A portrait of Mika Yoshitake

Private Preview of Requiem for the Sun: The Art of Mono-ha at Blum & Poe. Blum & Poe, Los Angeles, CA, 2012 ©Patrick McMullan, Mike Gardner/patrickmcmullan.com

It’s been 362 days since Yayoi Kusama: Infinity Mirrors debuted at the Hirshhorn Museum and Sculpture Garden in Washington, D.C., but Mika Yoshitake, the exhibition’s curator, is still going. Having travelled with the exhibition from Washington to Seattle and then LA, she’s here now overseeing the installation of an exhibition years in the making. On Wednesday, February 28, she’ll speak to a sold-out audience in Baillie Court about the exhibition. You can catch that conversation live on the AGO Facebook page, beginning at 7 pm.

We caught up with Mika in one of her rare free moments to get a few details about the exhibition that has us infinitely excited.

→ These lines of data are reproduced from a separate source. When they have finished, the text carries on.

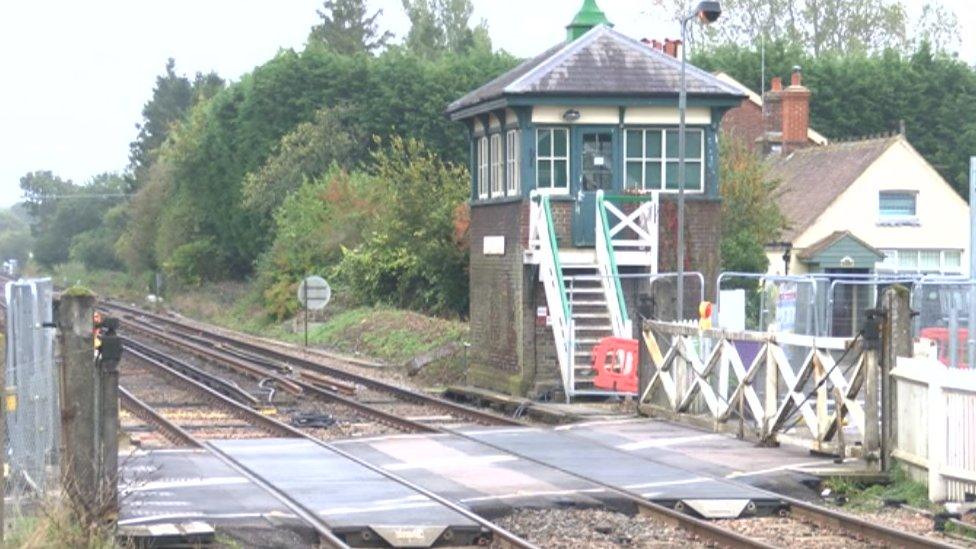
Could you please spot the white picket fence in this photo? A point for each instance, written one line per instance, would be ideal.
(935, 426)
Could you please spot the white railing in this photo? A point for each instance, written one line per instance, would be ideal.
(633, 236)
(542, 241)
(692, 373)
(609, 275)
(935, 425)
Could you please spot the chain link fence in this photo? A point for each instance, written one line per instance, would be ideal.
(31, 393)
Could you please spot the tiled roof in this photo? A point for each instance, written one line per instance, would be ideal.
(811, 179)
(825, 243)
(601, 62)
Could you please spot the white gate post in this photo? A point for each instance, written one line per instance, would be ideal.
(937, 428)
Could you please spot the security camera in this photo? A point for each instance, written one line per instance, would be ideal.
(709, 11)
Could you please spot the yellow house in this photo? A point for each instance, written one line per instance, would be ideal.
(871, 206)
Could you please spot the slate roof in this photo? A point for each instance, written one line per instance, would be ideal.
(825, 243)
(601, 62)
(811, 179)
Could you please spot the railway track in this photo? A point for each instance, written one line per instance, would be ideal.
(386, 402)
(251, 361)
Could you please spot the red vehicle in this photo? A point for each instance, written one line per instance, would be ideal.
(941, 337)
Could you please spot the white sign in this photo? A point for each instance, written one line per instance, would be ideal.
(314, 293)
(786, 307)
(494, 245)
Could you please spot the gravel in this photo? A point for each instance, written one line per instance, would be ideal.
(592, 528)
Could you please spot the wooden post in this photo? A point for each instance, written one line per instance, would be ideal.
(74, 316)
(772, 389)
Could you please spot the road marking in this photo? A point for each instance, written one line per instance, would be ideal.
(665, 442)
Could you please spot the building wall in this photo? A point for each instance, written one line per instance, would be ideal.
(943, 215)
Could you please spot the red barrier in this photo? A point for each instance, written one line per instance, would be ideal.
(615, 362)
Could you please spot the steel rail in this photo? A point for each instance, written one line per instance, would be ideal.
(387, 418)
(829, 518)
(293, 432)
(234, 408)
(169, 430)
(402, 393)
(220, 385)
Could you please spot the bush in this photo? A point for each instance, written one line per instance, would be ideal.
(412, 257)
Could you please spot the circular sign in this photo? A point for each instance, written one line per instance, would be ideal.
(314, 293)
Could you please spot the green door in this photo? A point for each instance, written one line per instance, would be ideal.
(596, 166)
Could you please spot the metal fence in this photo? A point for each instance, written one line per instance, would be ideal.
(31, 395)
(945, 308)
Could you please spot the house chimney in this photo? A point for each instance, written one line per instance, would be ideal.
(796, 113)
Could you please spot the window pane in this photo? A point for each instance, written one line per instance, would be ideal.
(560, 138)
(908, 259)
(634, 143)
(693, 175)
(653, 146)
(544, 174)
(561, 177)
(953, 259)
(931, 260)
(545, 142)
(893, 204)
(634, 176)
(672, 143)
(652, 179)
(693, 144)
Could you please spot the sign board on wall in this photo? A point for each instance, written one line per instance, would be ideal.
(494, 245)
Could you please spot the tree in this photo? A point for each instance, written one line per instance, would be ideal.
(333, 137)
(820, 26)
(347, 29)
(443, 26)
(172, 98)
(750, 216)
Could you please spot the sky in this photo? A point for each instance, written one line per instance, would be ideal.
(77, 74)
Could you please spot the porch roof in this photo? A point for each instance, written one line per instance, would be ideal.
(603, 62)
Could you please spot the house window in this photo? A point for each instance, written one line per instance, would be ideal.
(513, 164)
(552, 159)
(921, 261)
(894, 205)
(483, 177)
(497, 172)
(652, 160)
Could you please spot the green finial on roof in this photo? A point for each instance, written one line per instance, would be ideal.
(589, 16)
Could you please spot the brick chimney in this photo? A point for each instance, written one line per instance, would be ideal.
(796, 113)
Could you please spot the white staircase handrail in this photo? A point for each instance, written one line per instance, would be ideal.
(542, 235)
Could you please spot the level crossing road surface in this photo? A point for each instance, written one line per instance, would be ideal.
(491, 471)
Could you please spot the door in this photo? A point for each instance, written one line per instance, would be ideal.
(596, 172)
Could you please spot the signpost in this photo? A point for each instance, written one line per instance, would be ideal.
(314, 294)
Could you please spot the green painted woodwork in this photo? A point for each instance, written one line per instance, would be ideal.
(589, 16)
(832, 256)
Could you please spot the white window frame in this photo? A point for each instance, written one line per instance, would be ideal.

AGO: When were you first introduced to Kusama’s work? 
Mika: I grew up in Los Angeles and first saw Kusama’s work from her New York years at LACMA in the summer of 1998. I was studying contemporary art history as an undergraduate and then went on to specialize in postwar Japanese art, so it was an inspirational exhibition for me.

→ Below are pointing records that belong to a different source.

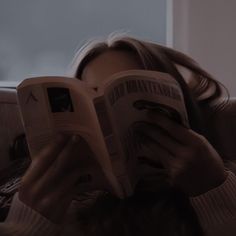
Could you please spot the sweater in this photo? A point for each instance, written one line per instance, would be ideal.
(216, 210)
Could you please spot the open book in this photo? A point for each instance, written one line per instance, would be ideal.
(103, 116)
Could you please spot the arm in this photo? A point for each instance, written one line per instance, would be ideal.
(216, 209)
(195, 167)
(46, 190)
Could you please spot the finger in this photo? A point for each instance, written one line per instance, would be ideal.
(158, 135)
(180, 133)
(44, 159)
(154, 154)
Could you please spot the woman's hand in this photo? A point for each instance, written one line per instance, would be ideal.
(48, 185)
(191, 162)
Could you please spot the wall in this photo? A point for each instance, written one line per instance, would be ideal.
(41, 37)
(205, 29)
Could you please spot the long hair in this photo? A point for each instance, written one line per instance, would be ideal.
(198, 89)
(165, 212)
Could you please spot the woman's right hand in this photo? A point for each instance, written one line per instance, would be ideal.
(48, 184)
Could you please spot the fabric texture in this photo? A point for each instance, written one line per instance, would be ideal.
(216, 210)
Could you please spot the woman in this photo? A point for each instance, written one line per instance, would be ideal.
(197, 195)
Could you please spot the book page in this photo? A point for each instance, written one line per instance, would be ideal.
(51, 105)
(129, 95)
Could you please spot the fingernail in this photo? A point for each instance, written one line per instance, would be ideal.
(60, 138)
(75, 138)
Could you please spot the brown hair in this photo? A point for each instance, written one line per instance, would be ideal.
(164, 212)
(199, 89)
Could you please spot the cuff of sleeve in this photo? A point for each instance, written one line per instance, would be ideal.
(29, 221)
(218, 205)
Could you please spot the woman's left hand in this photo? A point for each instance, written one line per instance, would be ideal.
(191, 162)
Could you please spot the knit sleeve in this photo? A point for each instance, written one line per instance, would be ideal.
(216, 209)
(24, 221)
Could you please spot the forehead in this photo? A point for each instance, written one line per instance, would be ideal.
(109, 63)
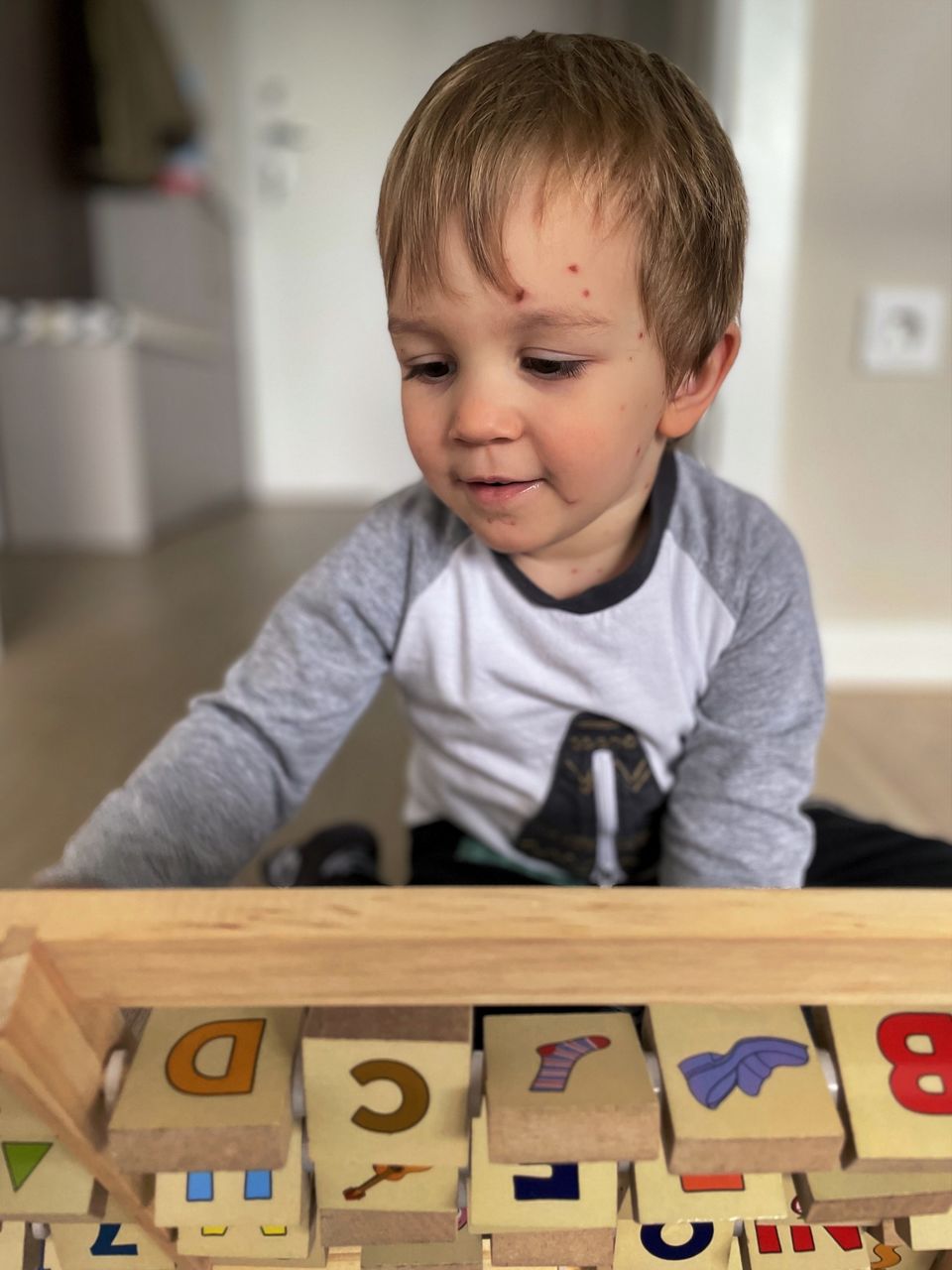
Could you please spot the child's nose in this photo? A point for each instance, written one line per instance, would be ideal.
(479, 421)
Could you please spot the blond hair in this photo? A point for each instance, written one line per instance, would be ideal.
(624, 127)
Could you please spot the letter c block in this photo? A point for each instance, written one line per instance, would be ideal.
(413, 1087)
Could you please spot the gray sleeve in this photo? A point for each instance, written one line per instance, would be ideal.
(245, 757)
(734, 815)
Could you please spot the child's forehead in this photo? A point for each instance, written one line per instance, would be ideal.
(552, 255)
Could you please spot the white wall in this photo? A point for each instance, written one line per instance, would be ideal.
(867, 461)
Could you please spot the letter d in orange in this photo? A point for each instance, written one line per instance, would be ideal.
(239, 1076)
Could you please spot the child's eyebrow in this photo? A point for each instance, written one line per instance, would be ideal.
(534, 318)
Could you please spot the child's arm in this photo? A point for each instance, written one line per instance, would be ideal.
(245, 757)
(733, 816)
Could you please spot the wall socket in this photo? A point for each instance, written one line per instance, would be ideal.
(901, 330)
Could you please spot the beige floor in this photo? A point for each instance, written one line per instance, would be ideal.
(102, 654)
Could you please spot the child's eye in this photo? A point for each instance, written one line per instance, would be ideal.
(544, 367)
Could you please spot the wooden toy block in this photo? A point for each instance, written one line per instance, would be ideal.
(390, 1023)
(896, 1254)
(895, 1074)
(793, 1243)
(18, 1248)
(118, 1245)
(930, 1233)
(463, 1252)
(248, 1197)
(61, 1082)
(866, 1198)
(388, 1083)
(525, 1198)
(743, 1091)
(39, 1178)
(207, 1088)
(699, 1245)
(552, 1248)
(664, 1197)
(567, 1088)
(302, 1243)
(366, 1202)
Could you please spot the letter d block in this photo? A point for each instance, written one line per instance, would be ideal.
(208, 1089)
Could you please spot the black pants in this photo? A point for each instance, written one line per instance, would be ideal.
(849, 852)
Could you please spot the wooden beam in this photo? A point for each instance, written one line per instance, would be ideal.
(508, 945)
(53, 1061)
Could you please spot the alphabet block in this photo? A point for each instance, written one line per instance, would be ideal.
(463, 1252)
(664, 1197)
(866, 1198)
(793, 1245)
(885, 1255)
(40, 1180)
(697, 1245)
(552, 1248)
(246, 1197)
(743, 1089)
(114, 1243)
(526, 1198)
(389, 1083)
(362, 1202)
(567, 1088)
(302, 1243)
(18, 1248)
(895, 1071)
(208, 1089)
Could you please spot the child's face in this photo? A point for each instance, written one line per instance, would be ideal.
(543, 435)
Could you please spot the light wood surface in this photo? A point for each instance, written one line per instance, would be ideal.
(60, 1082)
(507, 945)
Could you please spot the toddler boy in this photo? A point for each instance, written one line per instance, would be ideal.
(608, 656)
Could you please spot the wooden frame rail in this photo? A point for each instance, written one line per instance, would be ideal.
(68, 959)
(507, 945)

AGO: Has seeing the exhibition installed in different spaces changed your appreciation of the work in any way? 

Mika: Yes. Even though I conceived the show as a selected survey of the Infinity Mirror Rooms, each museum venue activates the rooms, works and their relationships in different ways. The high ceilings at the AGO beautifully showcase the giant dome and suspended balloons in Dots Obsession, while the early works are featured in intimate spaces that allow you to really take a closer look at her brush marks. My Eternal Souls (the most recent series of paintings) and the evolving spatial relationships between the paintings with the soft sculptures at each venue fascinate me and prove how versatile Kusama’s work is.

AGO: Visitors to the exhibition move between Infinity Mirror Rooms and paintings, murals, works on paper and sculptures. Is it your hope visitors will think of each room as a summation of what has come before it or is each intended, like rooms in a house, to lead into the next?

Mika: The exhibition is a selected survey of works and does have a rough chronology, featuring six distinct Infinity Mirror Rooms, some historic and some contemporary. The catalogue contains a record of every single Infinity Mirror Room she has created up to 2016. The other works were selected because they are consistent with themes that are central to the Infinity Mirror Rooms, such as shifts in scale from the microscopic to cosmological and the cathartic perceptual experience one senses from the physicality of the artist’s labour (whether in the endless gestures of marking dots or nets, or the stuffing and sewing her accumulation sculptures). Through the exhibition here is a natural progression from the handmade, to photographic reproduction, to using mirrors to activate her vision of repetition. But these themes are meant to be felt organically. There is no one way to see the show.

AGO: What’s been the greatest challenge in mounting this exhibition?

Mika: The minutiae of upkeep and maintenance of each of the Infinity Mirror Rooms throughout the six venues, as well as rotating some works on the checklist, especially the works on paper, which can only handle limited light exposure.

AGO: Kusama’s work lends itself so well to social media. What is her relationship to it? Does she have any interest in it?

Mika: I do know she takes the greatest joy in knowing that her art has reached so many people. I believe the rapid dissemination of her images aligns with her own art of infinite repetition and connectivity, which are unexpected extensions of her practice.